He never worked so hard. Every day, his whole body ached. Before that summer, he had pretty much decided he would go to college. By the end, any doubt was removed because he knew he could never work with his hands for a living. Maybe that was his father’s aim all along.
Now, though, as he touched the rough surface of the wall, he realized how much he missed it. Not laying brick. But creating something real.
He stepped out of the shower, dried off and stepped onto his Fitbit scale. 157.8 pounds. Good, he thought. Still under 160.
It was Friday. Some in his office had begun to dress casually on Fridays. But he would be seeing clients and always dressed to impress. So he picked out a dark blue Armani suit, a light blue Ferragamo tie and, as always, a freshly pressed, white cotton shirt.
He got dressed, then checked himself out in a floor-length mirror in his bedroom. The dark suit and light tie were an elegant combination. How could his clients not be impressed?
Back in his kitchen, he poured a bottle of water, a scoop of chocolate whey protein powder and a cup of frozen berries into his Vitamix blender, pressed the button for smoothie, poured it into a tall glass and drank it down.
Then he poured his second cup of coffee into a small, stainless steel travel mug, grabbed his iPhone and Maui Jims, shut his apartment door tight behind him and pressed the button for the elevator.
When he got to the lobby, the receptionist and door man, Robert, greeted him.
“Good morning, Mr. Caruso.”
“Good morning, Robert.”
“You’re looking very sharp this morning.”

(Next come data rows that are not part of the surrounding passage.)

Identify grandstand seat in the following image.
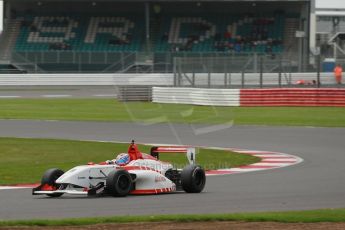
[15,14,144,52]
[153,14,285,53]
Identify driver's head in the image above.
[115,153,130,166]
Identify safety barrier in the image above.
[152,87,345,107]
[152,87,240,106]
[240,88,345,106]
[0,74,174,86]
[0,73,335,88]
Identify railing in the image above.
[7,51,316,73]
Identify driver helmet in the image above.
[115,153,130,166]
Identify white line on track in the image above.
[41,95,72,98]
[92,94,117,97]
[0,96,21,98]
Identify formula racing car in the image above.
[32,141,206,197]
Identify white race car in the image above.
[32,141,206,197]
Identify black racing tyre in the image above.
[181,165,206,193]
[106,169,133,197]
[41,168,65,197]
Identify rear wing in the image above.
[150,146,196,164]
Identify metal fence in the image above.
[174,54,335,88]
[7,51,336,75]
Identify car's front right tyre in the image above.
[41,168,64,197]
[106,169,133,197]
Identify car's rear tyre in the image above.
[181,165,206,193]
[41,168,64,197]
[106,169,133,197]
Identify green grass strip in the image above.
[0,209,345,226]
[0,99,345,127]
[0,138,260,185]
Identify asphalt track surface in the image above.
[0,86,118,99]
[0,120,345,220]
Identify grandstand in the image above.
[0,0,309,72]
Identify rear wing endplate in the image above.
[150,146,196,164]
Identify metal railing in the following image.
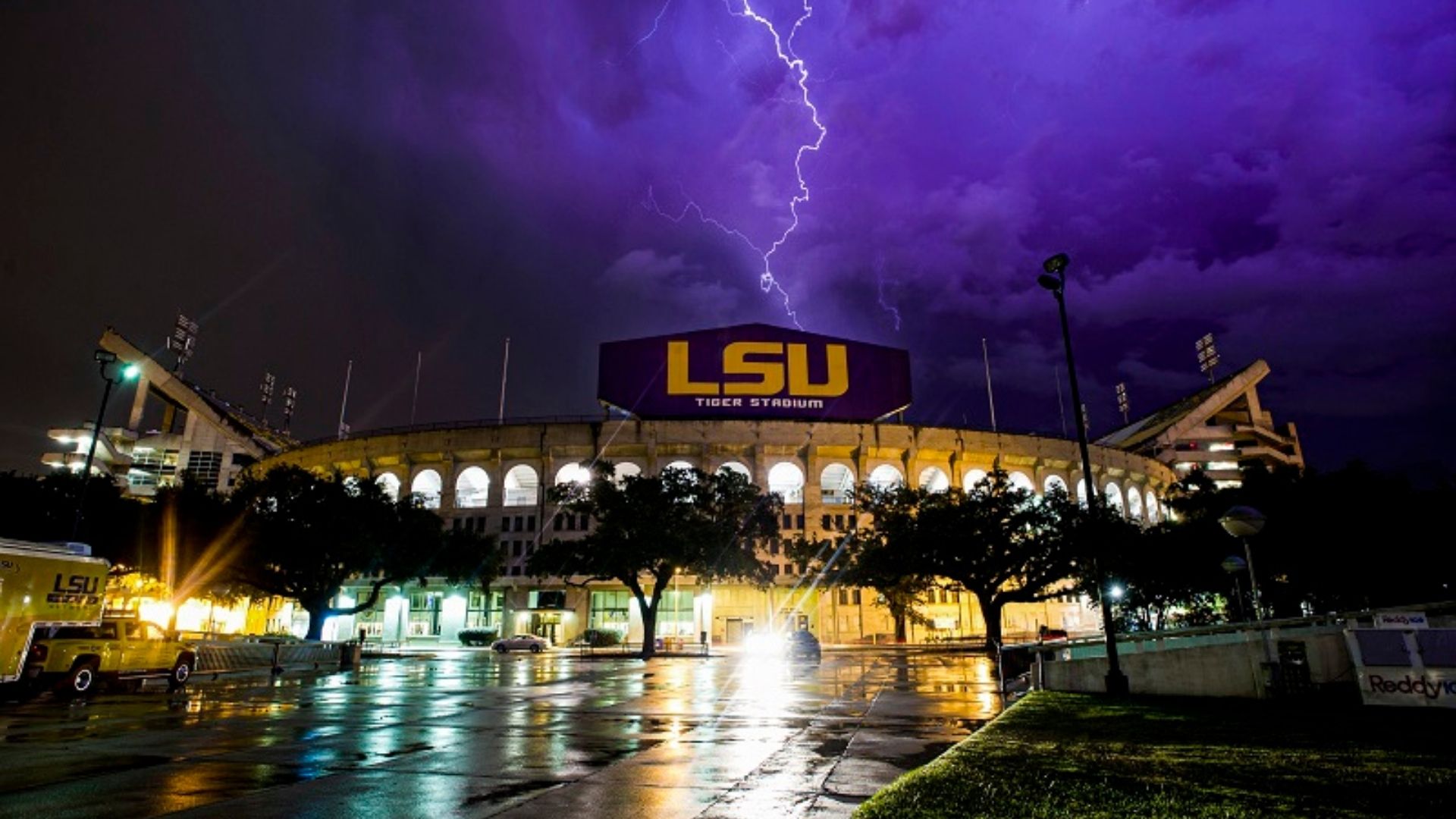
[196,640,347,673]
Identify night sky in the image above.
[0,0,1456,476]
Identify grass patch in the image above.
[855,691,1456,819]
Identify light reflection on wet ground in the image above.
[0,650,1000,819]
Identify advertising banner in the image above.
[1345,628,1456,708]
[597,324,910,421]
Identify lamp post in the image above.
[1037,253,1128,695]
[1219,506,1264,623]
[71,350,141,541]
[1220,555,1249,620]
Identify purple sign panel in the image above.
[597,324,910,421]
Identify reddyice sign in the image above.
[597,324,910,421]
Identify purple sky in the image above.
[0,0,1456,475]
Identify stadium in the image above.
[259,325,1194,644]
[46,318,1303,644]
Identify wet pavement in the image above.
[0,650,1000,819]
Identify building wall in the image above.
[268,419,1175,642]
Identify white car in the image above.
[491,634,551,654]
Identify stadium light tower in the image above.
[71,350,141,541]
[1037,253,1128,695]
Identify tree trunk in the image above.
[299,598,334,640]
[626,579,663,661]
[975,593,1005,648]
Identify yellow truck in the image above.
[0,538,111,683]
[25,613,196,698]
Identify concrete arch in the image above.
[769,460,804,503]
[410,469,446,509]
[866,463,905,490]
[556,460,592,487]
[500,463,541,506]
[1041,474,1072,497]
[374,472,400,501]
[918,466,951,493]
[1127,487,1143,520]
[718,460,753,482]
[820,462,855,506]
[1102,482,1127,514]
[1006,471,1037,497]
[456,466,491,509]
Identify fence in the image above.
[196,640,350,673]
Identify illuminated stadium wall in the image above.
[261,419,1175,642]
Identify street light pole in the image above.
[1037,253,1128,697]
[71,350,141,541]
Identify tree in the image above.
[526,462,783,657]
[231,466,500,640]
[788,485,937,642]
[862,471,1076,645]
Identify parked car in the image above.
[783,629,820,661]
[457,628,498,645]
[491,634,551,654]
[25,615,196,697]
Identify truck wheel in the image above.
[57,661,96,699]
[168,654,196,691]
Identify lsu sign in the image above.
[597,324,910,421]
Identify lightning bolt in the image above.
[632,0,828,329]
[875,256,900,332]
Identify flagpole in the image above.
[495,335,511,424]
[981,338,996,433]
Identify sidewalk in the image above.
[855,691,1456,819]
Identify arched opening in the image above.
[556,460,592,487]
[410,469,446,509]
[456,466,491,509]
[820,463,855,506]
[611,460,642,484]
[374,472,399,501]
[718,460,753,484]
[1006,472,1037,497]
[769,460,804,503]
[920,466,951,493]
[1041,475,1072,497]
[869,463,905,490]
[502,463,541,506]
[1102,484,1122,514]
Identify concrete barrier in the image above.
[196,640,345,673]
[1032,625,1354,698]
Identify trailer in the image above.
[0,538,111,683]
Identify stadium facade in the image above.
[46,325,1303,642]
[259,325,1176,644]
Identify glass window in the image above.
[820,463,855,504]
[502,463,540,506]
[456,466,491,509]
[769,462,804,503]
[869,463,905,490]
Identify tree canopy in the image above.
[231,466,500,640]
[526,462,783,656]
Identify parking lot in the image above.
[0,650,1000,819]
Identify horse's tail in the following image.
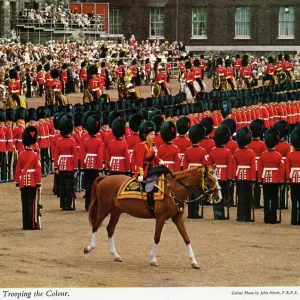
[89,175,105,226]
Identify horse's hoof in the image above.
[115,256,123,262]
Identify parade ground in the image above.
[0,80,300,288]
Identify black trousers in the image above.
[59,171,76,210]
[263,183,279,224]
[21,187,36,230]
[291,183,300,225]
[236,180,251,222]
[84,170,99,211]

“Well, thank you, Robert. I’m meeting with some high rollers today.”
“How can they resist?”
Peter smiled. “That’s what I’m banking on, Robert.”
“My money’s on you, Mr. Caruso,” Robert said, as he opened the door for him.
The sun was just rising, and he put on his sunglasses. Robert scooted past him and opened the right rear door of a black Lincoln Town Car that was waiting at the curb.
“Thank you, Robert.”
Then Peter pulled a tightly folded $100 bill from his right pants pocket.
“Have a great weekend, Robert,” he said, discretely handing him the bill. Neither of the men looked down. But Peter looked around to see who might be watching. Sometimes, if someone was walking by, he would unfold the bill just a little and pause for a moment before handing it off.
“Give my best to Barbara.”
“Thank you, Mr. Caruso. You have a wonderful weekend.”
The fall air was crisp, but it was not yet cool enough for an overcoat. It was his favorite time of the year. He especially liked driving past Central Park when the leaves were turning. It reminded him of home.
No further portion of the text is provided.